Le prix Nobel attribué au dissident chinois Liu Xiaobo est un pavé jeté dans la mare des relations internationales. Face à une Chine devenue cette année la deuxième puissance économique mondiale, qui n'hésite pas à montrer du muscle militaire dans son environnement régional, et se trouve placée au coeur de la bataille sur les taux de change, les Occidentaux pouvaient être sûrs que leurs réactions seraient auscultées mot à mot par les autorités de Pékin.
Barack Obama (prix Nobel de la paix en 2009) a dosé son message. Le président américain, vendredi 8 octobre, a appelé " le gouvernement chinois à libérer le plus vite possible M. Liu ", qu'il décrit comme " un courageux défenseur des valeurs universelles à travers des moyens non violents ". Ce prix, a ajouté le président américain, " nous rappelle que la réforme politique n'a pas suivi au même rythme " que les réformes économiques, " spectaculaires ces trentes dernières années en Chine ".
Insistant plus sur les valeurs, la secrétaire d'Etat, Hillary Clinton, a demandé " instamment à la Chine de respecter ses obligations internationales vis-à-vis des droits de l'homme " et appelé à une " libération immédiate " du dissident.
Côté européen, la prudence de la France était manifeste. L'Elysée a gardé le silence. Nicolas Sarkozy doit recevoir, début novembre, à l'approche de la présidence française du G20, son homologue chinois, Hu Jintao. Une déclaration du ministre des affaires étrangères, Bernard Kouchner, diffusée vendredi, évite de mentionner la situation intérieure en Chine. Le prix Nobel à Liu Xiaobo " incarne la défense des droits de l'homme partout dans le monde ", dit le texte, ajoutant que la France, " comme l'Union européenne ", avait déjà appelé à la libération de l'opposant. Paris " réitère cet appel ".
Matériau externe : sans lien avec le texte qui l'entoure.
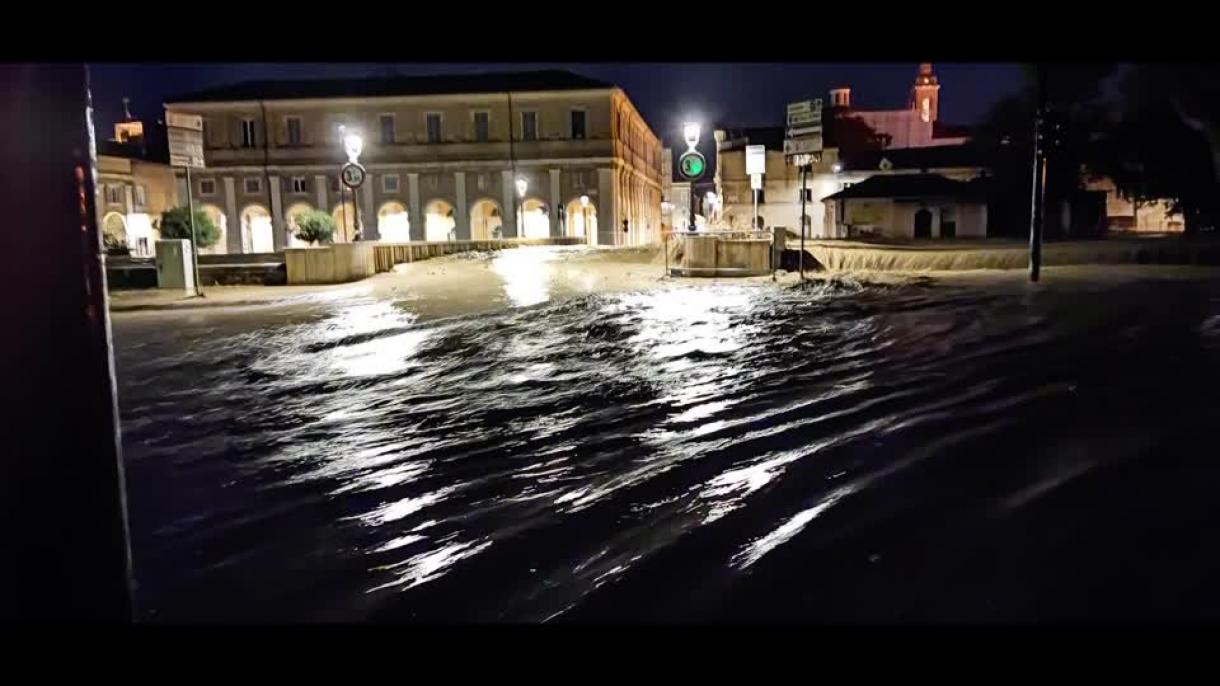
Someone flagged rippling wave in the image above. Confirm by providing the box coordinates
[116,261,1220,621]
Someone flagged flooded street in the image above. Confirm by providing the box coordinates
[113,248,1220,623]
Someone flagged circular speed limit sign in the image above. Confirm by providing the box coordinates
[339,162,365,189]
[678,150,708,179]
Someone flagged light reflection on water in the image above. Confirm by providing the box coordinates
[112,259,1216,620]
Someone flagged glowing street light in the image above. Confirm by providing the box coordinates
[343,131,365,164]
[682,122,699,150]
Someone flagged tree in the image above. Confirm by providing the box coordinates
[293,210,334,245]
[161,208,221,248]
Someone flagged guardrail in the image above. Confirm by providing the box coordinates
[373,236,584,272]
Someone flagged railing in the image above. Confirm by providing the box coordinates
[373,236,584,272]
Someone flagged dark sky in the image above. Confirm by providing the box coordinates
[92,62,1020,161]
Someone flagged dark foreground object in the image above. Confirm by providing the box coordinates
[0,63,131,623]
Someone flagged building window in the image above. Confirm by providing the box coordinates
[521,112,538,140]
[377,115,394,144]
[284,117,301,145]
[572,110,584,139]
[475,112,492,143]
[427,112,440,143]
[242,118,255,148]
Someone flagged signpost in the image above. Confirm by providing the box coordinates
[165,112,205,298]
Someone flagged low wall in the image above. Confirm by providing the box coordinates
[284,242,376,284]
[789,238,1220,271]
[371,237,584,272]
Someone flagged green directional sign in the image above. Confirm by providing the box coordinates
[678,150,708,181]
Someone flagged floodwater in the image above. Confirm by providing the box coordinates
[115,244,1220,623]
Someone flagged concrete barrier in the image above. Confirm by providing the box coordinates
[284,242,377,284]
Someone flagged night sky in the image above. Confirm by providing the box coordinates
[92,62,1020,164]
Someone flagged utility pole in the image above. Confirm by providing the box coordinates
[1030,62,1047,283]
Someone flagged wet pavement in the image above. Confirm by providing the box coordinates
[115,249,1220,623]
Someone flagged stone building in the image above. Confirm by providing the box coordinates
[98,104,178,256]
[166,71,661,253]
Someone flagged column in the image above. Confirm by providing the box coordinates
[314,175,331,214]
[550,170,564,236]
[360,172,381,240]
[598,168,619,245]
[406,173,423,240]
[500,170,517,238]
[267,176,288,253]
[454,172,470,240]
[222,176,245,255]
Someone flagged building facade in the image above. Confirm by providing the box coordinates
[166,72,661,253]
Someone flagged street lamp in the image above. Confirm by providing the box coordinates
[682,122,699,150]
[517,176,529,238]
[581,195,589,243]
[682,122,699,231]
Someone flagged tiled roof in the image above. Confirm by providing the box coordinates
[166,70,612,104]
[822,173,987,200]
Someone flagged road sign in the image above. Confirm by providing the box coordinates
[678,150,708,181]
[745,145,766,173]
[788,99,822,128]
[783,135,822,155]
[339,162,365,190]
[165,112,204,131]
[166,125,204,170]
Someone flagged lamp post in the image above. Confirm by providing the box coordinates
[517,176,529,238]
[343,131,365,240]
[581,195,589,243]
[682,122,699,231]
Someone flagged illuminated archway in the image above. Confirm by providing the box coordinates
[517,198,550,238]
[377,200,411,243]
[331,201,362,243]
[240,205,276,253]
[101,212,127,251]
[565,198,598,245]
[284,203,314,248]
[423,200,458,240]
[470,199,504,240]
[199,204,228,255]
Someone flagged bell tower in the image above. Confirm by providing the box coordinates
[910,62,941,122]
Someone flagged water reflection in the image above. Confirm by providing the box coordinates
[117,270,1220,621]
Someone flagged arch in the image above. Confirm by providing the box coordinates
[238,204,276,253]
[914,208,932,238]
[377,200,411,243]
[470,198,504,240]
[566,198,598,245]
[284,203,314,248]
[517,198,550,238]
[101,212,127,247]
[199,203,228,255]
[423,200,458,240]
[331,200,364,243]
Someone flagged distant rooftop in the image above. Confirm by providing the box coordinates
[166,70,614,104]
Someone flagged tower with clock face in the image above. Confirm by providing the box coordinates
[910,62,941,122]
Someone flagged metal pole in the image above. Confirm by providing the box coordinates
[1030,65,1047,283]
[187,165,204,298]
[798,165,809,281]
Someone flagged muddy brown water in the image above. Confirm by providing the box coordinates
[115,245,1220,623]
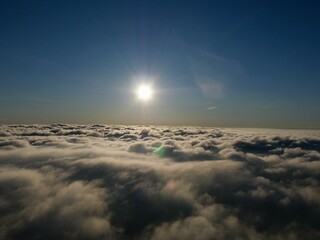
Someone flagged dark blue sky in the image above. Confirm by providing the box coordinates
[0,0,320,128]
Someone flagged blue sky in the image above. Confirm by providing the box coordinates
[0,1,320,128]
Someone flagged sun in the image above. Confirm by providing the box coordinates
[136,85,153,101]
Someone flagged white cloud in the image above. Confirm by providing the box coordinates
[0,124,320,239]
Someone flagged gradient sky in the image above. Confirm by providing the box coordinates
[0,0,320,128]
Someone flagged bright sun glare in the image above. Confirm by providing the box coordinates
[136,85,153,101]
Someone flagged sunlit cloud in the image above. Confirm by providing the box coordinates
[0,124,320,240]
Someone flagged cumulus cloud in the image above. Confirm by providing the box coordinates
[0,124,320,240]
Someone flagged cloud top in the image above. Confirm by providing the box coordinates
[0,124,320,239]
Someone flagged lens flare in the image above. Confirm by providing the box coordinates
[136,85,153,101]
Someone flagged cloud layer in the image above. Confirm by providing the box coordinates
[0,124,320,240]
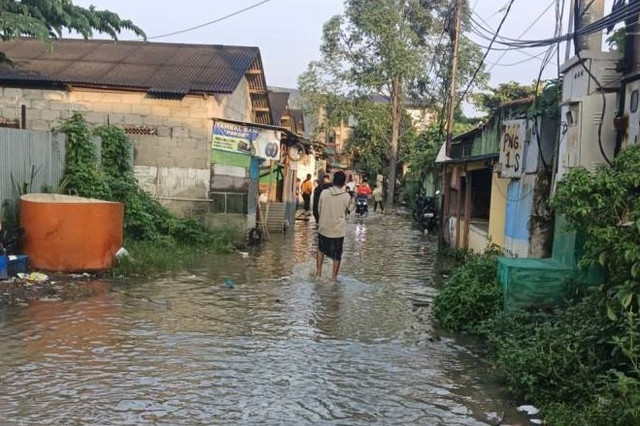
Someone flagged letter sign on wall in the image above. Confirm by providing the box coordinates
[499,120,527,178]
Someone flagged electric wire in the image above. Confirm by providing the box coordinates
[573,2,611,166]
[454,0,515,109]
[487,0,558,72]
[147,0,273,40]
[533,0,562,170]
[468,2,640,50]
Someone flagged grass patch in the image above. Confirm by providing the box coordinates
[112,228,243,278]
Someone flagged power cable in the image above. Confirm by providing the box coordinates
[484,50,547,66]
[573,2,611,166]
[468,2,640,50]
[455,0,515,109]
[147,0,273,40]
[533,0,562,170]
[487,0,556,72]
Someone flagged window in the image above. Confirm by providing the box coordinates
[629,89,640,112]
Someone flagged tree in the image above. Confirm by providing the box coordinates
[0,0,146,60]
[300,0,434,203]
[345,100,417,180]
[299,0,486,203]
[471,81,544,115]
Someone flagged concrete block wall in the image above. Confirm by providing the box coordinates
[0,79,252,218]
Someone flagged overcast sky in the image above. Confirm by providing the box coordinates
[75,0,612,91]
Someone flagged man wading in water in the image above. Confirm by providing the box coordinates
[316,172,351,281]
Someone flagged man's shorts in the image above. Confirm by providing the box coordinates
[318,234,344,262]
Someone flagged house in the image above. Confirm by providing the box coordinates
[0,38,308,233]
[437,98,557,258]
[498,50,624,311]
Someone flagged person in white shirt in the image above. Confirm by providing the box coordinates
[316,172,351,281]
[345,175,356,198]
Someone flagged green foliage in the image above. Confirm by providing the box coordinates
[113,228,242,277]
[488,299,611,406]
[345,100,417,176]
[607,27,627,58]
[0,0,146,50]
[551,145,640,320]
[435,146,640,426]
[299,0,479,200]
[403,123,445,180]
[60,113,238,251]
[58,113,112,200]
[434,251,502,333]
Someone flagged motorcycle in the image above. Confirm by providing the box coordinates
[356,195,369,216]
[413,191,439,234]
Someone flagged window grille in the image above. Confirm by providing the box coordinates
[124,126,158,136]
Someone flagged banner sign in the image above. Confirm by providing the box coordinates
[211,122,280,160]
[499,119,527,178]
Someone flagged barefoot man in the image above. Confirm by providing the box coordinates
[316,172,351,281]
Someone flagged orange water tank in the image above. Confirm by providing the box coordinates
[20,194,124,272]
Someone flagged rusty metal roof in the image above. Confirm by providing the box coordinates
[289,109,305,133]
[0,38,260,95]
[269,92,289,126]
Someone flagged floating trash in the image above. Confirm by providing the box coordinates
[517,405,540,416]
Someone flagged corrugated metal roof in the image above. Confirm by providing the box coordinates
[0,38,260,94]
[269,92,289,126]
[289,109,305,133]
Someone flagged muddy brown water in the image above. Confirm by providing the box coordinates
[0,212,521,425]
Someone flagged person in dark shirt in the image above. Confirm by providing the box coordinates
[313,174,333,223]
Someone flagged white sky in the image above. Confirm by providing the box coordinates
[74,0,613,91]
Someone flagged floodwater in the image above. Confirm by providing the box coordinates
[0,215,517,425]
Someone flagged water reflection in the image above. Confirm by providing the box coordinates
[0,216,524,425]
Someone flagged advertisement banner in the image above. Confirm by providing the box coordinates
[499,119,527,178]
[211,122,280,160]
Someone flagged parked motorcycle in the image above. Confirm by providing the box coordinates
[356,195,369,216]
[413,193,438,234]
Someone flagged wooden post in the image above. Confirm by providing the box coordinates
[440,0,462,246]
[463,172,473,248]
[454,173,462,248]
[264,160,274,233]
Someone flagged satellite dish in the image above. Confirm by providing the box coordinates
[287,143,304,161]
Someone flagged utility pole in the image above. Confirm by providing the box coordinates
[440,0,463,243]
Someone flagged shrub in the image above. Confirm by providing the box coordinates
[434,251,502,333]
[60,113,237,251]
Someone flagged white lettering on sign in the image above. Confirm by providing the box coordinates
[499,120,527,178]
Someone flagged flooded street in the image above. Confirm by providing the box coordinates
[0,215,513,425]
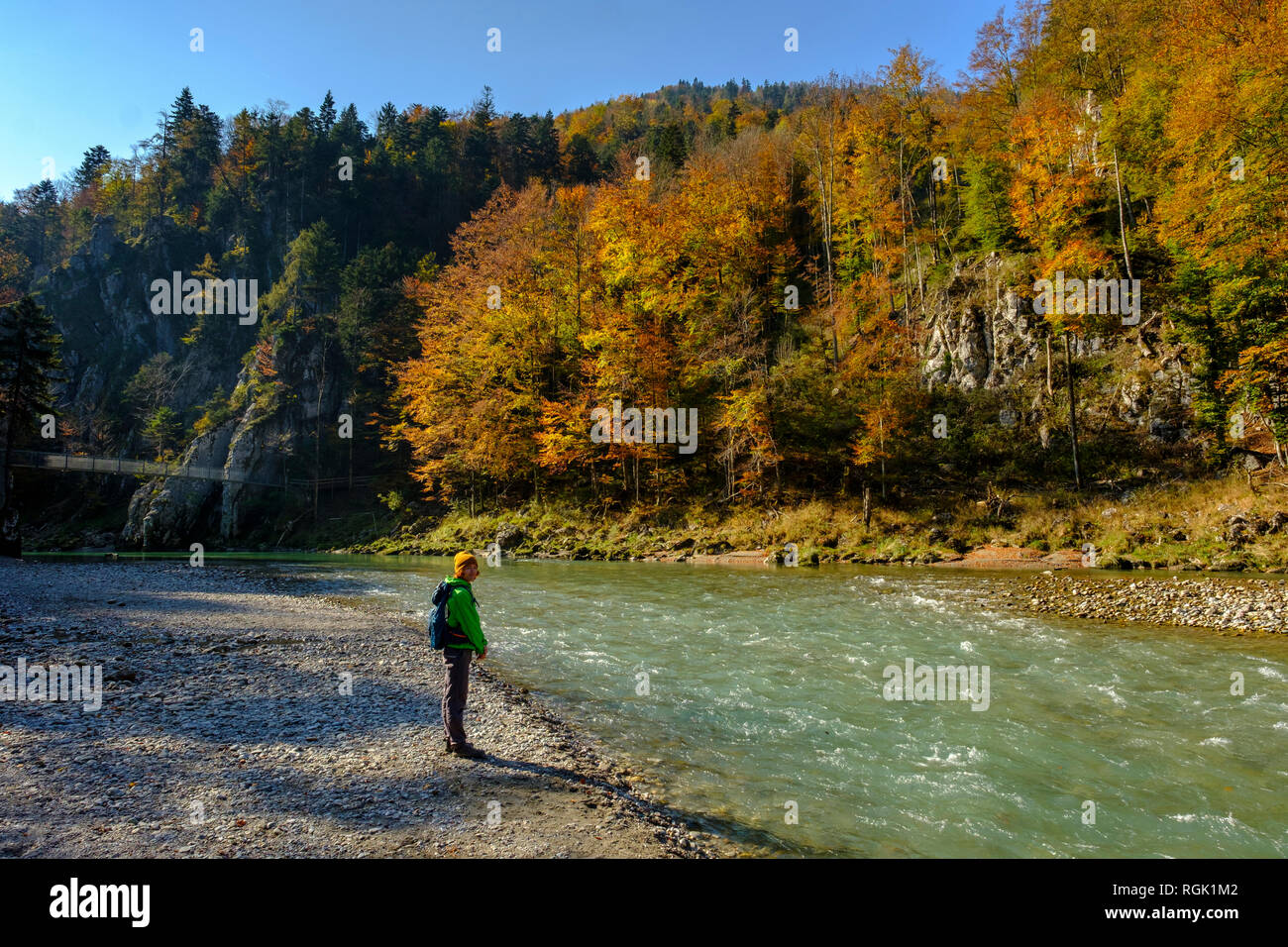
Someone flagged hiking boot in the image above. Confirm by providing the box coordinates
[448,743,486,760]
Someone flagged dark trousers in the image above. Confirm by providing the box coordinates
[443,648,474,745]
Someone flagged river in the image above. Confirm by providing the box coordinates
[243,557,1288,857]
[40,557,1288,858]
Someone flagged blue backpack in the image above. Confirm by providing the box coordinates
[428,582,452,651]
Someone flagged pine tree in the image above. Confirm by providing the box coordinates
[318,89,335,136]
[73,145,112,191]
[0,295,61,556]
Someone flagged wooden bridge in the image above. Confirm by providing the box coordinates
[8,451,373,489]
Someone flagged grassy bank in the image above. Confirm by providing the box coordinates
[338,476,1288,571]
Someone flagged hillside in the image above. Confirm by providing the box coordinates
[0,0,1288,569]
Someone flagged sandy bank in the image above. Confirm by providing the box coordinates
[0,561,739,858]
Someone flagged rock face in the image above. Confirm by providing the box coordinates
[121,421,235,550]
[38,217,239,428]
[921,254,1193,443]
[121,326,343,550]
[922,291,1043,391]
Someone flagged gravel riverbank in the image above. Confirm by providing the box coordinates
[0,561,743,858]
[1002,576,1288,633]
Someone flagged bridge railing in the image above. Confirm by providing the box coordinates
[8,451,375,489]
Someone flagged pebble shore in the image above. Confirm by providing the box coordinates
[1002,576,1288,634]
[0,561,746,858]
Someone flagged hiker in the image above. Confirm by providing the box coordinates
[443,553,486,759]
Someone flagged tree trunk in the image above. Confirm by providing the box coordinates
[1115,149,1132,279]
[1064,333,1082,489]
Conférence de presse annulée
Les relations entre M. Sarkozy et le pouvoir chinois avaient connu de fortes turbulences en 2008 à propos du Tibet. Cette querelle n'avait pu commencer à être soldée que lorsque Paris s'était engagé, dans un communiqué commun avec Pékin, en avril 2009, à respecter " un principe de non-ingérence " dans les affaires intérieures chinoises. En vue du G20, l'Elysée cherche aujourd'hui à rallier Pékin à son idée de refonte de " l'ordre financier international ". Les officiels français poursuivent par ailleurs des discussions sur le nucléaire (projet de vente d'une usine de retraitement à la Chine).
Pour l'ensemble des Européens, l'annonce du prix Nobel est tombée à un moment particulièrement délicat, alors que se tenait cette semaine à Bruxelles un sommet des principaux pays d'Europe et d'Asie (ASEM). Les Européens ont accentué la pression sur Pékin pour une appréciation du yuan. Vendredi, quelques heures après l'annonce du prix Nobel, Wen Jiabao, le premier ministre chinois, a annulé une conférence de presse prévue pour clôturer ce sommet. Selon un responsable européen anonyme, les officiels chinois refusaient la présence dans la salle de journalistes chinois indépendants.
Plus tôt dans la journée, le président de la Commission européenne, José Manuel Barroso, avait salué le choix du Comité Nobel, mais sans appeler à la libération de Liu Xiaobo. A Berlin, le gouvernement avait indiqué " souhaiter qu'il soit bientôt libéré ".
Pékin a multiplié par le passé les pressions sur les Européens pour qu'ils se gardent de s'exprimer sur les droits de l'homme en Chine, mettant souvent dans la balance des contrats commerciaux. La Norvège, pays du prix Nobel, a indiqué vendredi qu'elle espérait boucler un accord de libre-échange avec Pékin.